Face à la menace que représente Matthew Malloy, Maria Hill donne l'ordre d'évacuer l'Etat de Caroline du Sud. Pendant ce temps, à l'école Jean Grey, Cyclope est très remonté après avoir appris cet énième secret du Professeur X, mais Tornade le raisonne et il part finalement avec Wolverine et Rachel Summers. Cependant, le SHIELD fait appel au mutant Exodus pour tenter de neutraliser à distance Malloy, sans succès. Le Fauve découvre que Mally est en vérité plus puissant qu'un mutant oméga et il pense que tout ce qui sera tenté pour le stopper échouera.
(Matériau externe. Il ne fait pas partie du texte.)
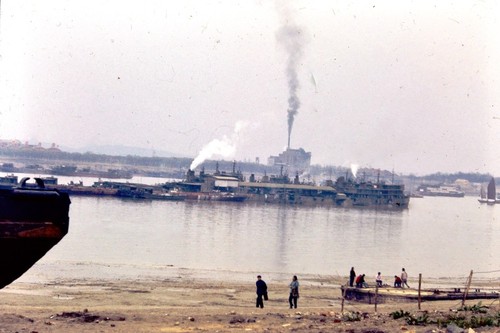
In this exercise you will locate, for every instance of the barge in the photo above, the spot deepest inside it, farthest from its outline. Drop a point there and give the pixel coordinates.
(32, 220)
(385, 294)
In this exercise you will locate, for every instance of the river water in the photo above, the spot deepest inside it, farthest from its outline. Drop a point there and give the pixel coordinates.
(112, 238)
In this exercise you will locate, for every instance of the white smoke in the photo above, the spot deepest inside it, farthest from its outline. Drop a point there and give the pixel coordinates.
(354, 169)
(225, 147)
(292, 37)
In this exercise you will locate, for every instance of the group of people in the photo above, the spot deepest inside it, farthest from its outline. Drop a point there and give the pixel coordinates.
(263, 296)
(399, 282)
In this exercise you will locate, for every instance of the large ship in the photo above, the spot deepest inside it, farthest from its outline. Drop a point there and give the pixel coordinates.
(440, 191)
(32, 220)
(372, 194)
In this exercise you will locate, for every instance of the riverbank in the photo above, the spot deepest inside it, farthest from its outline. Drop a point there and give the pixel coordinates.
(188, 304)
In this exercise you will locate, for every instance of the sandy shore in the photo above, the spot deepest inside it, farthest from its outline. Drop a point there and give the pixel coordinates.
(181, 304)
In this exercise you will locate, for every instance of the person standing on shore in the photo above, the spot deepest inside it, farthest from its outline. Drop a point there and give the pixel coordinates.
(294, 292)
(352, 276)
(261, 291)
(404, 279)
(397, 281)
(360, 281)
(378, 279)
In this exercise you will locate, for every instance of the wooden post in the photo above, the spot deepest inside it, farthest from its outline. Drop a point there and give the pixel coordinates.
(467, 288)
(419, 288)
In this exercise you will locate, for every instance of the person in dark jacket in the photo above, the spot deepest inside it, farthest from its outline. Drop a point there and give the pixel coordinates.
(352, 276)
(261, 291)
(360, 281)
(294, 292)
(397, 281)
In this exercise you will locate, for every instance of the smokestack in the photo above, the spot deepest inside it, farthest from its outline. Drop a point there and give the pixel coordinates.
(292, 38)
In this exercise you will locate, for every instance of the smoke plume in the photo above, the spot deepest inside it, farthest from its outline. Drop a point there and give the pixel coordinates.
(354, 169)
(292, 38)
(225, 147)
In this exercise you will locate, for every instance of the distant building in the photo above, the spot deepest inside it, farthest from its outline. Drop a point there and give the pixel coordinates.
(294, 160)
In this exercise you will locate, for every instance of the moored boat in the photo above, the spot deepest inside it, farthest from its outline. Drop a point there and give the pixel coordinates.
(490, 197)
(32, 220)
(385, 294)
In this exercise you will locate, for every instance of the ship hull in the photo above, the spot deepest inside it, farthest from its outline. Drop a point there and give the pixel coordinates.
(32, 221)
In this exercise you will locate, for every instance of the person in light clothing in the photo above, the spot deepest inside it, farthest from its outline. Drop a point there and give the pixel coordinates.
(378, 279)
(404, 279)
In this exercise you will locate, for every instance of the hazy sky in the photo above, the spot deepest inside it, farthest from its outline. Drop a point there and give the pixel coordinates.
(412, 86)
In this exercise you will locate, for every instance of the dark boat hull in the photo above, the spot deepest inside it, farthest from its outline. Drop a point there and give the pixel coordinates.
(388, 294)
(32, 221)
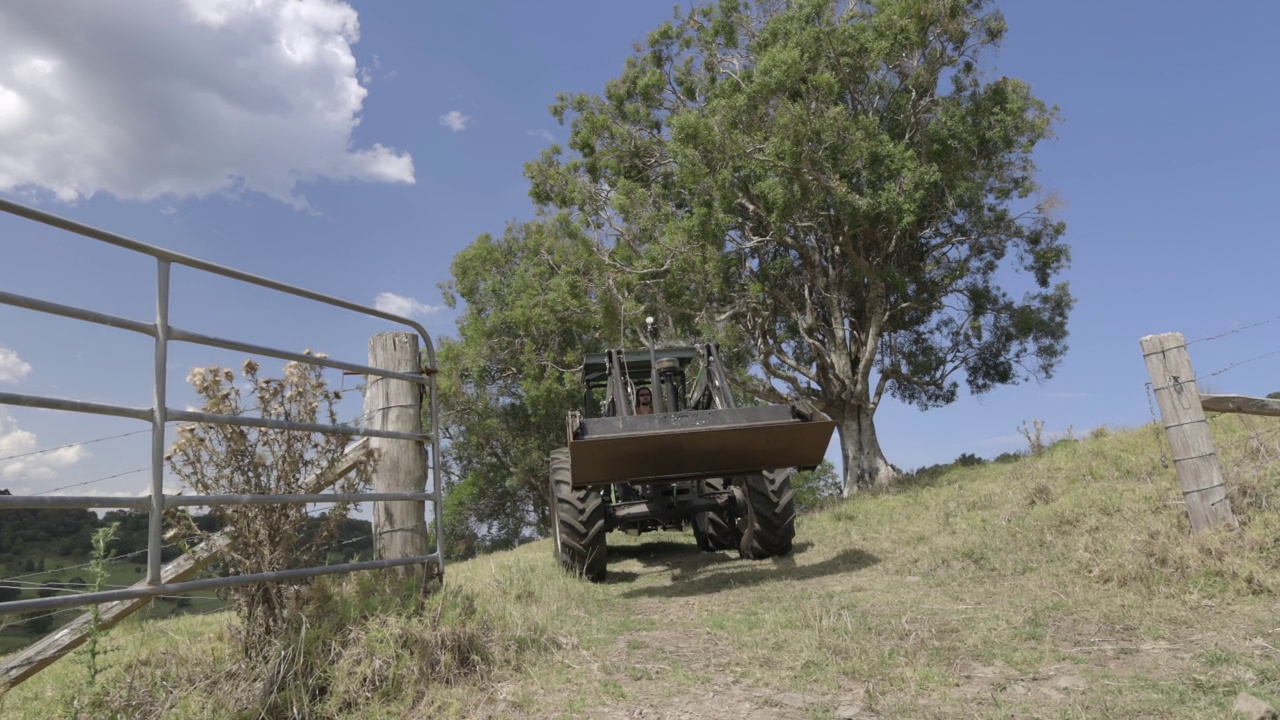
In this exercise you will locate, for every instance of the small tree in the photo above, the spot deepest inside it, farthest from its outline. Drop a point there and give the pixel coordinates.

Maria Hill accueille à bord de son héliporteur Cyclope, Wolverine et Rachel Summers. Elle tente à son tour de pénétrer les pensées de Malloy qui lui en refuse l'accès et renvoie Wolverine et Rachel à l'école Jean Grey et Cyclope à la base des Uncanny X-Men. Cyclope convainc Magik de de le transporter auprès de Malloy. Tempus s'éclipse, décidée à trouver une solution alternative.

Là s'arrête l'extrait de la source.